I think I must be missing something here in the comments by Pranav-Arora and ehild. I interpret it that you are both saying that the if there is a circle that contains on its circumference the point P and the two points A and B, which are on the original circle at the point where a line from P is tangent to the original circle, thus making it a circumcircle of the chord ABP then that circle ALSO contains the center of the given circle as a point on its circumference? Is that how I should be interpreting what you are saying? I assume not, since it so clearly is not true but I can't figure out how else to interpret what you are saying.

7. May 16, 2014

### Saitama

Yes, that's what we are saying. :)
Why not?

8. May 16, 2014

### ehild

Remember Thales' Theorem. The converse of Thales' theorem states that a right triangle's hypotenuse is a diameter of its circumcircle. See the picture: there are two right triangles, with common hypotenuse. Are A, B, P and the centre of the given circle all on the same circle?
ehild

Last edited: May 16, 2014
9. May 16, 2014

### phinds

Damn.
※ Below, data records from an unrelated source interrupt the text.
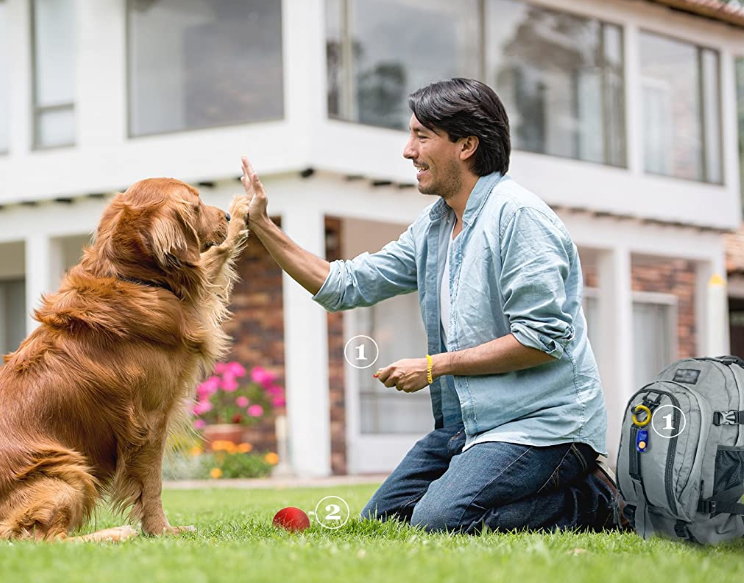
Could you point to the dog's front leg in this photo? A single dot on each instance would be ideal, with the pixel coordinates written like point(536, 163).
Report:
point(145, 467)
point(218, 261)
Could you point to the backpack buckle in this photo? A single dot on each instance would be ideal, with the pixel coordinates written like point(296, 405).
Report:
point(707, 506)
point(727, 418)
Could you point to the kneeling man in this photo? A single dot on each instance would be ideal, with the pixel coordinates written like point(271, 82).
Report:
point(519, 413)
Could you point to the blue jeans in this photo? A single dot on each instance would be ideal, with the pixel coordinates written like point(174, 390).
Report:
point(503, 486)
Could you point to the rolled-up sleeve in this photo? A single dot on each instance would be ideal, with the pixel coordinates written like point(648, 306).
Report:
point(536, 260)
point(371, 277)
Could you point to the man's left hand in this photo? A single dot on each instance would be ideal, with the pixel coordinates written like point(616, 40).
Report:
point(408, 375)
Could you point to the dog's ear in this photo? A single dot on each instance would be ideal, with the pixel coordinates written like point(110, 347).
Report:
point(173, 240)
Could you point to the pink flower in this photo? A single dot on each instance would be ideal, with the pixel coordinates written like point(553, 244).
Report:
point(262, 376)
point(208, 387)
point(230, 385)
point(255, 410)
point(202, 407)
point(235, 369)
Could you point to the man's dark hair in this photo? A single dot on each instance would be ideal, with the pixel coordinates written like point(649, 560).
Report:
point(466, 107)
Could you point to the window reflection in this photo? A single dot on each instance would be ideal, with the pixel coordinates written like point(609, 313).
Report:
point(560, 76)
point(203, 63)
point(681, 129)
point(394, 47)
point(561, 80)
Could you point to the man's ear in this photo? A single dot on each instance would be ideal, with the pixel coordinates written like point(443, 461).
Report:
point(173, 241)
point(468, 146)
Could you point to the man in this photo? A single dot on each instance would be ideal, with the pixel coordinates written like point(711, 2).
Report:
point(518, 406)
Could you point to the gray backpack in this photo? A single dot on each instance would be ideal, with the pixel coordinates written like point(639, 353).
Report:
point(680, 466)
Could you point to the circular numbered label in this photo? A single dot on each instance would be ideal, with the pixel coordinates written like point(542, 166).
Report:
point(332, 512)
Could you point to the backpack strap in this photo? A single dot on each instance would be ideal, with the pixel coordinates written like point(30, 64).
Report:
point(728, 418)
point(722, 503)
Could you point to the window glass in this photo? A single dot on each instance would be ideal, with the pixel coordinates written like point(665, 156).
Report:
point(12, 315)
point(203, 63)
point(653, 327)
point(396, 326)
point(560, 77)
point(390, 48)
point(681, 111)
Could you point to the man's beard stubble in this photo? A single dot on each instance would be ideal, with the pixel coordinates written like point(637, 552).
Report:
point(448, 186)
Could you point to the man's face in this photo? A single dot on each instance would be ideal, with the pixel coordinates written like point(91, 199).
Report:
point(436, 158)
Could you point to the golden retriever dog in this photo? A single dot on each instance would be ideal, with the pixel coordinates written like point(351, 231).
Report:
point(87, 400)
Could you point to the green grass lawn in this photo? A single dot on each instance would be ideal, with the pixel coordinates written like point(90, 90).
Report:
point(235, 541)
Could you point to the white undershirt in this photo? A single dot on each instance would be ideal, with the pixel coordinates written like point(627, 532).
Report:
point(444, 298)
It is, isn't it. My bad, clearly. I thought that as the point approached the circle, the radius of the circumcircle would get smaller and smaller. Shows what my intuition is worth, huh?

10. May 16, 2014

### ehild

Yes it gets smaller and smaller but does not go down to zero ...

ehild

11. May 16, 2014

### phinds

Yeah, as the distance from the point to the circle approaches zero the radius of the circumcircle in question approaches the radius of the original circle, not zero as I mistakenly intuited it.

12. May 17, 2014

### Saitama

@utkarshakash: Do you see the one line solution? :)

13. May 17, 2014

### utkarshakash

Actually my book already contains that "one line solution" which states that P and the centre of circle are diametrically opposite points of the circumcircle. Initially you correctly pointed out that the centre of given circle will lie on the circumcircle but I was waiting for someone to explain why this is true and it seems like ehild did the job pretty well. Thanks to all of you :)

14. May 17, 2014

### phinds

Jeez ... I haven't gotten ANYTHING right in this. The above is a mis-statement. I meant (or should have meant) that the DIAMETER of the circumcircle approaches the radius of the original circle.
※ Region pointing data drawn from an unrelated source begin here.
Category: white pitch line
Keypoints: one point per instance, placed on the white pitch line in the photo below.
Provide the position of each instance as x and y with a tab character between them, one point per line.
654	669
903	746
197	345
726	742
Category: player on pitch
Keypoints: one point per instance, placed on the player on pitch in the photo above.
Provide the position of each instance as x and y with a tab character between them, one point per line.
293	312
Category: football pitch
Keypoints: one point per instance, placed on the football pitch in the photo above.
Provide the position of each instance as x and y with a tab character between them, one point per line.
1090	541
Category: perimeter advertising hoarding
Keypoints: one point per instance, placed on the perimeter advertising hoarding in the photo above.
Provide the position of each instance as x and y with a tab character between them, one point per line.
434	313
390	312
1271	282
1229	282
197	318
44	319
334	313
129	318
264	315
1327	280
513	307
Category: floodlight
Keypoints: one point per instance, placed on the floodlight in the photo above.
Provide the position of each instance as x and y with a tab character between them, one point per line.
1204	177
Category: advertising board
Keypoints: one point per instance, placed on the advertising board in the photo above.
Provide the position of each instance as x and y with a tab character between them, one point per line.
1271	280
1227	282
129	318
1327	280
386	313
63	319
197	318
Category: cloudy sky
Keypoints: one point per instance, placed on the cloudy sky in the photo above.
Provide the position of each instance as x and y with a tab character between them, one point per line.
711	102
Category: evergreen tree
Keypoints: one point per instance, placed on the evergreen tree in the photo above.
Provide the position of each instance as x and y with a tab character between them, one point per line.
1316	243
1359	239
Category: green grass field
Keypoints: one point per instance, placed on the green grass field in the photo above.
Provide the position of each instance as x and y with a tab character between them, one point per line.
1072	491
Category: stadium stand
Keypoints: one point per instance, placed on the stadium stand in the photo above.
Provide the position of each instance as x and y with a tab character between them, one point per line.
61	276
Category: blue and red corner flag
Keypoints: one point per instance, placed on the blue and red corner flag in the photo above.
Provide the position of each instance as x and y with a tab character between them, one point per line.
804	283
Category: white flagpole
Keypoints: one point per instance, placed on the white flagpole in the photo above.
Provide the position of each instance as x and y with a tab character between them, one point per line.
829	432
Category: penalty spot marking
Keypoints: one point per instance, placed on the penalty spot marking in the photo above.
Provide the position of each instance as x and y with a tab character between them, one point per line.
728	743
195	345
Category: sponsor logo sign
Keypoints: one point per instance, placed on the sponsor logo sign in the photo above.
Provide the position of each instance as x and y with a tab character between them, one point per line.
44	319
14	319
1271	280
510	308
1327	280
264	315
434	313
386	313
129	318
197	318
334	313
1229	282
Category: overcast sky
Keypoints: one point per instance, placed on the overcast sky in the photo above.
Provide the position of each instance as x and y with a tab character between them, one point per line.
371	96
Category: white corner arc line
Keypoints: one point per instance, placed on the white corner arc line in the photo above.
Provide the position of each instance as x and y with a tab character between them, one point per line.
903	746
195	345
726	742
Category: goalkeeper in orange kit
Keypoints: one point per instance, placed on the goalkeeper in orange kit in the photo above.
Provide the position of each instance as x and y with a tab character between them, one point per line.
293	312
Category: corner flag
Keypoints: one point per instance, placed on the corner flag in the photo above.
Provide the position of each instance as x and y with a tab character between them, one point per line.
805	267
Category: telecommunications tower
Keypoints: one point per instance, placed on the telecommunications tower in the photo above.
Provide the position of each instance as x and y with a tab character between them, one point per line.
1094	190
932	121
I think maybe I should give up math.

Or just keep my mouth shut.

Possibly both

15. May 17, 2014

### Saitama

Do you have more of these? You haven't posted a lot in Math section recently. :3

16. May 17, 2014

### utkarshakash

I know it's been a while since I posted in the Math section. It's because I already have the solutions to these problems and I can look them up whenever I want. It saves a lot of time.

btw, have a look at this thread

17. May 17, 2014

### Saitama

I already did but haven't been able to come up with any answer. Do you have a solution or final answer to this? I doubt the solution involves the method Ray Vickson has shown.

18. May 17, 2014

### utkarshakash

I couldn't understand his method as well. I don't have the final answers either. So ultimately I left the question.

19. Jun 17, 2014

### sankalpmittal

Quite late to post here.

Using one point form :

Tangent is y-3=m(x-2)

Now using perpendicular distance of this line from circle = Radius, you get two values of m. Consequently you can get points A and B by making the two equations identical to their point form one by one.

Then you get coordinates A and B.

Now I hope you can find the equation of circle through 3 points.